COLUMBUS – State Rep. Jim Buchy (R-Greenville) has released adjusted report cards for schools in Auglaize, Darke, Mercer and Shelby counties as concerns grow about the impact on local scores from students who opted out of the 2014-15 PARCC (Partnership for Assessment of Readiness for College and Careers) examinations.

In December, legislators introduced House Bill 420, which would have required the Ohio Department of Education to issue data to account for students whose parents elected for their child to “opt-out” of PARCC examinations.

“The Ohio Department of Education has issued some adjusted grades, but have been unable to effectively communicate the impacts of opt-outs on the report cards,” Buchy said. “Upon the release of the report cards last month, I was surprised how difficult it was to review accurate scores.”

Buchy has been working with ODE officials to ensure that the entirety of the department’s website reflects the modified rankings for Ohio’s schools.

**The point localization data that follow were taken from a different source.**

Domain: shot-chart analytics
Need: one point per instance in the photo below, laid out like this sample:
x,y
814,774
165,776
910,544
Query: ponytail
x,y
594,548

In an effort to let residents of the 84th House District know how their schools performed, he has issued adjusted report cards for the 27 schools in Auglaize, Darke, Mercer and Shelby counties.

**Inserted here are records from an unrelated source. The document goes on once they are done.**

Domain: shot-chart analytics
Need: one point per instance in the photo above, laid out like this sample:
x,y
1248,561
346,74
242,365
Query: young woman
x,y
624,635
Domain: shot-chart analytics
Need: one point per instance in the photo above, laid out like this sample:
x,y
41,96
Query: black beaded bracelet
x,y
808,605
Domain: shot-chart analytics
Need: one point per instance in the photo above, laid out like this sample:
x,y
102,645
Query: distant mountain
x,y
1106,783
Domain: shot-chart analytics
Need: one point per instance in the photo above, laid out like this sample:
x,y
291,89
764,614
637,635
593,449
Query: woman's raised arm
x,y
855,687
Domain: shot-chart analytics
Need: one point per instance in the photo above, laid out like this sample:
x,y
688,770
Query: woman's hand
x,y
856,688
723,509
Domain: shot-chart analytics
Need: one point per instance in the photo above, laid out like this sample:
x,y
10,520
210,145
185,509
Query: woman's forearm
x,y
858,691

“In all the years I have served in the legislature I have never before been driven to do the job of a bureaucratic agency for them,” Buchy said. “The data on the adjusted report cards reflects data I have received from the Ohio Department of Education, but it more clearly reflects the impacts of those who did not take the test.”

Buchy has posted the adjusted report cards at tinyurl.com/adjustedreportcards These report cards are unofficial and serve only as a way of reviewing school results to consider the impact of the high level of “opt-outs.” The Ohio Department of Education has posted official results at www.reportcard.education.ohio.gov

Buchy has made protecting children and communities from the results of the failed PARCC test a primary goal, his office reported. He was the author of House Bill 7, which passed through the legislature in February of 2015 to extend safe harbor to all Ohio students to ensure that students could not be harmed by the results of the unproven, untested PARCC examinations. At that time, Representative Buchy spoke publically about the importance of all students taking the PARCC test with an understanding that it could not result in them being held back or having their class grades impacted.